The couple were training for the Bel Monte 25K, an endurance race in Washington’s National Forest in March. And so they had gotten into the habit of driving the hour to Old Rag from Warrenton, Va., leaving their homes around 6 a.m. to fit in a run before work. Esteban Chavarria, 44, had read about the new permit system in his local newspaper – and he wasn’t happy about what it meant for them.

“You go outside,” he said. “Why do you have to get a ticket for this?” We’ll probably find other places that aren’t crowded.

“I understand why they are doing this,” concedes his friend, Stephen Rolando, 51. “If you are here on a weekend, you cannot have a parking space. But it’s annoying to have to book it.

Further up the mountain, Beth and Murry Feldstein settled into foldable camping chairs and unpacked their peanut butter sandwiches. They had traveled to Shenandoah from Cincinnati for Beth’s 54th birthday birthday. They had chosen the national park because of the impending permit system. They usually traveled in the southwest, but Murry, 53, was obsessed with finding the best hikes, and Old Rag had been on his list for a long time.

“When I saw the permits come into effect on March 1, I knew we had to do this,” he said. “We had to do it.”

They had just had their first bites of lunch when Moshaashaee walked past and offered them a cup of hot Persian tea, infused with cinnamon and cumin. He always packs a thermos of it to share at the top, as well as a Tupperware of hard-boiled eggs, avocados and Medjool dates. He told them he had walked through Old Rag about 3,000 times.
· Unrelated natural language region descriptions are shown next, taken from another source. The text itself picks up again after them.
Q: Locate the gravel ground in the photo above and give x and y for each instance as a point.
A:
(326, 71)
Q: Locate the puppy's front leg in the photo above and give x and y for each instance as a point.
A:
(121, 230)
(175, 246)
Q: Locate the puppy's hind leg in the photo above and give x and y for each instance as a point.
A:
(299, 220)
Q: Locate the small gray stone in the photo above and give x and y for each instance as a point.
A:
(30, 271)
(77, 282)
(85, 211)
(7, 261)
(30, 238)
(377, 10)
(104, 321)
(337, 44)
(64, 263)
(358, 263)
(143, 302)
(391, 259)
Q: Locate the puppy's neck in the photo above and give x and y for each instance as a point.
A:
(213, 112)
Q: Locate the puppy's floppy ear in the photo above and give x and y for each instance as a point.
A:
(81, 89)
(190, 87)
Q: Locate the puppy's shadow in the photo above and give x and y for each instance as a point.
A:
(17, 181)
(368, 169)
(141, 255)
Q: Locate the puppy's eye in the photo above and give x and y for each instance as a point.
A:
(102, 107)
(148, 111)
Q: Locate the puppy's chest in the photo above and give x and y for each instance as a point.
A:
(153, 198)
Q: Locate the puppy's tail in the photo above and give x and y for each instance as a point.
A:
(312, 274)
“3,000 times? Murry gaped. “Then why 3,000 times? What attracts you to this mountain? That’s pretty impressive – 3,000 times. It’s our first.

Moshaashaee said the Old Rag hike helped him train for the Fourteeners – mountains over 14,000 feet high – and he loved watching the beauty of the hike change with the seasons. He also liked to bring friends to experience it. His phone was full of photos of people reaching the summit for the first time, posing near the Old Rag wooden sign that marked the ridge or atop a jumble of rocks, arms outstretched.

They finished their tea and Moshaashaee capped his thermos, putting on his backpack. He continued to the top. Even after all these times, the view never disappointed. And although he hadn’t booked a permit for March, he knew he would be back soon. Arrived at the top, he stopped.

The mountains and the earth and the sky.

For miles it stretched above and beyond him, vast and endless.